New Mexico’s acequias date back to the late 16th century, when the Spanish colonized the region. By 1700, what would become New Mexico had around 60 of these community-managed irrigation ditches. Today, there are more than 700 active acequias in the state, many of them concentrated in Northern New Mexico.
The man-made, gravity-fed earthen canals transport snowmelt and river water to fields for flood irrigation. They each have a governing body called a “mayordomo” or “ditch boss” and elected commissioners who oversee maintenance, water distribution and conflict resolution.
Some areas have seen traditional acequias absorbed into larger water conservancy districts. The Middle Rio Grande Conservancy District (MRGCD), for instance, covers a 150-mile stretch of the Rio Grande from Cochiti to Bosque del Apache. Here, MRGCD diverts water from the river to the agency’s irrigation system, which delivers it to acequia headgates, where local groups take over.
Most acequias across the state, however, still operate as individual political subdivisions.
Dawn Nieto Gouy grew up in Albuquerque’s historic Los Duranes, a neighborhood where acequias such as the Duranes Lateral run alongside homes and agricultural fields.
“It’s in your blood. It’s in your soul,” Nieto Gouy said, describing the cultural significance of these waterways. She recalled playing with her best friend alongside an acequia near her home as a child.
“It was like I would spend almost a lifetime in a day getting from our house to the end, meeting at the acequia, running around barefoot and playing and bathing, doing whatever we did there,” she said. “And then the days would just run away from us.”
Despite their long history and cultural importance, acequias—and the people who depend on them—face an urgent threat from climate change.
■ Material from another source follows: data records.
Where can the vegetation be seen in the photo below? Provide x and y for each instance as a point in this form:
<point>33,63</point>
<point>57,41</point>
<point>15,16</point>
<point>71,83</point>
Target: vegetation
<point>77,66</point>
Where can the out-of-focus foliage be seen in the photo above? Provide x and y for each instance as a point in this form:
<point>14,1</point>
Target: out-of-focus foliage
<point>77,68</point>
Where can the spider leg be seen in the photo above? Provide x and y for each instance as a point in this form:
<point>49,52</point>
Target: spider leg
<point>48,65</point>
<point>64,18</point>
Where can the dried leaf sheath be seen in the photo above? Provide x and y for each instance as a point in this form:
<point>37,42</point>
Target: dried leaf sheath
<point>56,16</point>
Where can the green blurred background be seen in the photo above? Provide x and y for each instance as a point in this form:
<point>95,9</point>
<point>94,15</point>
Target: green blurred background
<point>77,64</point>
This year, New Mexico’s snowpack hit historic lows in early spring, dropping to around 20 percent of normal as of April 20. That record-low snow collided with warmer-than-usual temperatures—the state experienced its hottest March in recorded history, surpassing the old record by 4.4 degrees Fahrenheit—to produce this outcome.

In Northern New Mexico, water rights holders—known as parciantes—expressed concern that the meager snowpack wouldn’t sustain the many acequias that weave through the region. One Santa Fe New Mexican reportdescribed the dire situation in the village of Truchas, where acequias were already running low at the start of the irrigation season.
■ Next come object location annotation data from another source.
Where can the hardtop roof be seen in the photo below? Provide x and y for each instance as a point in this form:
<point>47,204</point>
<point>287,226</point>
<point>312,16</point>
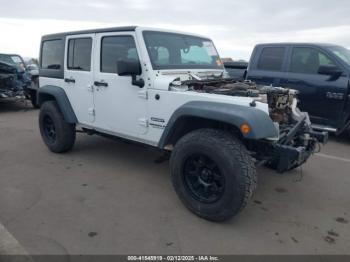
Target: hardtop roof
<point>90,31</point>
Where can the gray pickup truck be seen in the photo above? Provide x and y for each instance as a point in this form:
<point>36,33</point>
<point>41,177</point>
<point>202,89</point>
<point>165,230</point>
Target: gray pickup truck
<point>320,72</point>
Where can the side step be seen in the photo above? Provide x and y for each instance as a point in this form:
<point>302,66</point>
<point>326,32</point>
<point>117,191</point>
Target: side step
<point>324,128</point>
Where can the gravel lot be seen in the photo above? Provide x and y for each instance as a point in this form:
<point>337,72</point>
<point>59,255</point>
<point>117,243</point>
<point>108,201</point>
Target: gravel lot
<point>109,197</point>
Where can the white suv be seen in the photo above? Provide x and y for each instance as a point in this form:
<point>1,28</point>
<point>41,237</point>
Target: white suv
<point>170,90</point>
Further south, MRGCD announced in late March that there may not be enough water this year to meet the needs of its 11,000 irrigators, including acequia parciantes. And as of March 27, the Rio Grande showed early signs of drying at the San Acacia reach, an area that typically begins to diminish in early summer.
“Historically, we used to talk about May as being a very early time to see that happen,” said Anne Marken, river operations manager for MRGCD, which oversees irrigation, drainage and river control for around 60,000-70,000 acres of farmland. “Last year it happened in April and we were all very shocked by that, but this year it happened in March.”
Praying for Rain
During times of water scarcity, acequia communities have long relied on sharing practices. Users may be assigned specific days or hours when they can access water, for instance. Similarly, MRGCD utilizes rotating water deliveries within its district—delivering water to different irrigators at different times, depending on availability—and is implementing that management strategy this year.
“Water users are strongly encouraged to take water when it is available, future opportunities may be uncertain,” the agency said in a press release.
Other than that, water managers and acequia parciantes across the state are praying for rain to help replenish the system and water fields.
“There’s not a ton of tools in our toolbox right now from a water management perspective,” Marken conceded, explaining her department is currently working in a run-of-the-river system, meaning that the only available water is what is in the river.